The team had 12 medals after five days at Rio 2016.

Among the first to congratulate new Olympic champion Shriever was former Oasis frontman Liam Gallagher who posted on Twitter: “Bethany Shriever what a ledge”.

 (Jeremy Selwyn)
(Jeremy Selwyn)

When told what he’d said, she told reporters: “Really? What! That’s crazy.” After needing crowdfunding to be able to go to Japan, Shriever won after holding off a late charge from defending champion Mariana Pajon of Colombia down the final strait at Tokyo’s Ariake Urban Sports Park.

She admitted seeing a psychologist to get her “head right”, but said she was overjoyed to be celebrating with fellow Londoner Whyte, from Peckham.

Shriever said: “I’ve got a great thing going with my psychologist and without him I probably wouldn’t be where I am today.” Whyte said after winning silver: “Shout out to London. From Peckham to Tokyo, that’s all I got to say man.

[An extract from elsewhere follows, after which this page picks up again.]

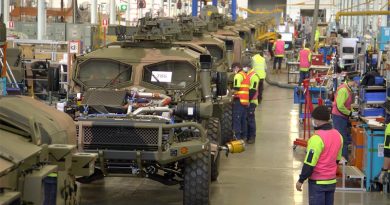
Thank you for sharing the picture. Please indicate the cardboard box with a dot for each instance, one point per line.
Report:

For the youngsters in Peckham, never give up and have fun.”

He added: “In the back of my head, I was thinking I’m going to get a medal today. I don’t deserve it any more than anyone else but I put my head to it.

“In the end, I’m happier for Beth than I am for me. That girl put in some serious, serious graft.”

Kye Whyte with Beth Shriever after she collapsed on the track in relief after her gold medal ride (Danny Lawson/PA) (PA Wire)
Kye Whyte with Beth Shriever after she collapsed on the track in relief after her gold medal ride (Danny Lawson/PA) (PA Wire)

His family cheered on the “Peckham Projectile” or “Prince of Peckham” as he is known at the BMX club in Burgess Park, which was founded by his father Nigel. Whyte told Radio 4’s Today he was “speechless” after seeing his son win silver, adding: “We’re on cloud 100 at the moment.

“We’ve never had the whole club round before, normally it’s just me and his mum.

“We had a lot of kids here, parents, I’m just so happy for their support. It’s just amazing for everyone and the club.”

This double success, following on from Tom Pidcock’s mountain bike gold on Monday, gives British Cycling quick results in their bid to look beyond the velodrome at these Games.

Meanwhile, sprint star Dina Asher-Smith began her bid for Olympic glory by qualifying for tomorrow’s

100m semi-finals. The world 200m champion clocked 11.07 seconds in heat one this morning, easing down to finish behind the United States’ Teahna Daniels.

Asher-Smith, who qualified joint 11th fastest, said: “I do have another level — of course I do, it’s an Olympics.”